By Chandra Bozelko . . . Harassment and assault of women is a serious problem and we need to correct our culture to eliminate it. But the recall in Santa Clara County, California, of Aaron Persky, the judge who sentenced Brock Turner, isn’t the way to change things.
The Brock Turner debacle raised controversy in 2016 when the former Stanford student, convicted of three felony counts of sexual assault, was sentenced to six months in a county jail, followed by three years of probation. “Obviously, the prison sentence would have a severe impact on him,” Persky said when rejecting the state’s recommended sentence of six years in prison.

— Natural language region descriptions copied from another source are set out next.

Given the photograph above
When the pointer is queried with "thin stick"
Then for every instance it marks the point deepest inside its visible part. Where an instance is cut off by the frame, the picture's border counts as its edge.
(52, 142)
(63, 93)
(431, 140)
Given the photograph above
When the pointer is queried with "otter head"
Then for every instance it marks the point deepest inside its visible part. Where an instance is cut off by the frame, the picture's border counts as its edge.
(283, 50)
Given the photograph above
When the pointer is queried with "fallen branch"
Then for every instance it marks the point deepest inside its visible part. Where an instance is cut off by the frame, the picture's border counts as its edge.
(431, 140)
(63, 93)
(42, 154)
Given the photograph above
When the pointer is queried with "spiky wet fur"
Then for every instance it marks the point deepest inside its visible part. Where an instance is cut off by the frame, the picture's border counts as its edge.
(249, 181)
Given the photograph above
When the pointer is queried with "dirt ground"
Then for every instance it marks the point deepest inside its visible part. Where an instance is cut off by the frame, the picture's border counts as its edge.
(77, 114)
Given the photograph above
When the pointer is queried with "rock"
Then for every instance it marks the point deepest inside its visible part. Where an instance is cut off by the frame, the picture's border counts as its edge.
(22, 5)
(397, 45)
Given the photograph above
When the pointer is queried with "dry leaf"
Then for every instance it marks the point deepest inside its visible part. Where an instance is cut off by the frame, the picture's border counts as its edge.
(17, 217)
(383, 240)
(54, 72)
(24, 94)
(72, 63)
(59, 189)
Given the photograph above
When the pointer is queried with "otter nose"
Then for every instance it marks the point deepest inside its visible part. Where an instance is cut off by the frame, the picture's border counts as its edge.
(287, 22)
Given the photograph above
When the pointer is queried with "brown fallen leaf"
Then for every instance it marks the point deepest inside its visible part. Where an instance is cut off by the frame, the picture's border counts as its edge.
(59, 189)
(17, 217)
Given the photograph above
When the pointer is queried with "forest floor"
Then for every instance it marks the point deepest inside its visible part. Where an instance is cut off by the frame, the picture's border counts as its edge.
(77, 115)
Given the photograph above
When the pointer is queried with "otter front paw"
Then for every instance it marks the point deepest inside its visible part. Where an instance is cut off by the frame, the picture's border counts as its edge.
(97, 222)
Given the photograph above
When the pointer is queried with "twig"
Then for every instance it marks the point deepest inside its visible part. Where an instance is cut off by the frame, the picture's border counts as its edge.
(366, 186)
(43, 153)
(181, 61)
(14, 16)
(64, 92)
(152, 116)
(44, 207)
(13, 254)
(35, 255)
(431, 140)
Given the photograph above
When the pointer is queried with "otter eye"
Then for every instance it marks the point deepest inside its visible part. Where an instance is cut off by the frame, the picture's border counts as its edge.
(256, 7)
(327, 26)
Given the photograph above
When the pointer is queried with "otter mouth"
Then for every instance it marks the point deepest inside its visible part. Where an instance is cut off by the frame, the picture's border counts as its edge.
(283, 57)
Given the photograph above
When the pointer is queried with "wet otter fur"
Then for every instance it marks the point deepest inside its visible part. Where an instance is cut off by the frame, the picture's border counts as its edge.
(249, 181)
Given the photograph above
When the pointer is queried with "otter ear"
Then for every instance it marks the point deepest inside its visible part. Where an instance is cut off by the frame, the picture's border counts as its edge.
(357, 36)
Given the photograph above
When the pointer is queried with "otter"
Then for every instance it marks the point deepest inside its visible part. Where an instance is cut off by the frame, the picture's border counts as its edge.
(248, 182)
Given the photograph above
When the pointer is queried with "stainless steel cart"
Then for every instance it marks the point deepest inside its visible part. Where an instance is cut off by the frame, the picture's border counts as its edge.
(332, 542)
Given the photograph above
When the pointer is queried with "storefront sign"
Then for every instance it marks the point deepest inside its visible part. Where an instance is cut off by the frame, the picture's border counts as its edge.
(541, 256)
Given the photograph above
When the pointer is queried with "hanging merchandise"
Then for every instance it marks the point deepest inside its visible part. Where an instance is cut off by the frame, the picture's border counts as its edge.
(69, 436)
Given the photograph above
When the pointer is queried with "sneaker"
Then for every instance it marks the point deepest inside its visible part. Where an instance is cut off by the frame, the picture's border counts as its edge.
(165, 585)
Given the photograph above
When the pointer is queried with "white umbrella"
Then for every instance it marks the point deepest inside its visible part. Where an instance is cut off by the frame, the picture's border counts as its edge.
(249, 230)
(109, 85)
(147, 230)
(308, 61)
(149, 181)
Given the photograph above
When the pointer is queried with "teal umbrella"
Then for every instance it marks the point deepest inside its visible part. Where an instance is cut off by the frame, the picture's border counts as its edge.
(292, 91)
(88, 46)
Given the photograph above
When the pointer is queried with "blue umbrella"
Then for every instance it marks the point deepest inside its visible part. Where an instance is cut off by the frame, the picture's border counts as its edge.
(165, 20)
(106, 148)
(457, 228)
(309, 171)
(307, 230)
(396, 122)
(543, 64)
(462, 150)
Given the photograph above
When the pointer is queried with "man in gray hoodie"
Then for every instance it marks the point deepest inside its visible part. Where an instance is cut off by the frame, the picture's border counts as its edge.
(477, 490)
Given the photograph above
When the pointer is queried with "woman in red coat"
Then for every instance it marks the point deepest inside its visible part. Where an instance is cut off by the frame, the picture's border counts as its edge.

The backlash against Turner, and by extension, Persky, came mostly from women’s rights activists. It looked and sounded a lot like Attorney General Jeff Sessions’ renewed tough-on-crime agenda announced in 2017: calls for mandatory minimum sentences for sex-based crimes and a sustained effort to remove a judge for, of all things, showing leniency. As someone who was sentenced to 10 years of correctional control (both prison and probation) for nonviolent crimes, Turner’s was a sentence probably better suited for a defendant like me. Knowing that incarceration does little to rehabilitate people, I don’t think Turner or society would have benefited from his spending any more time behind bars other than what Persky ordered.
Removing a judge who’s known for independence and mercy — however misapplied you think that mercy was — only strengthens the prison industrial complex. In order to find easier ways of putting men in prison, including new judges who will sentence convicted sex offenders in prison for long terms, the campaign to stop rape — at least how it’s manifested with the Persky recall — is starting to side more with police and prosecutorial power than women’s rights. Thinking the police and punishment will guide people away from sexual violence is actually not new. Consider that the Violence Against Women Act was actually part of our country’s toughest crime bill in 1994. The concept even has a name; it’s called “carceral feminism” and the #metoo movement has resurrected discussion of it.
This strategy has so backfired that it has resulted in female victims’ being incarcerated during the prosecution of rape cases because the prosecution — and impending punishment — was more important than the victim.
Consider these examples. In 2016, a woman diagnosed with bipolar disorder broke down on the stand as she testified at the Houston trial of the man who raped her. She was the second rape victim the authorities incarcerated in Houston to assure that she appeared at trial.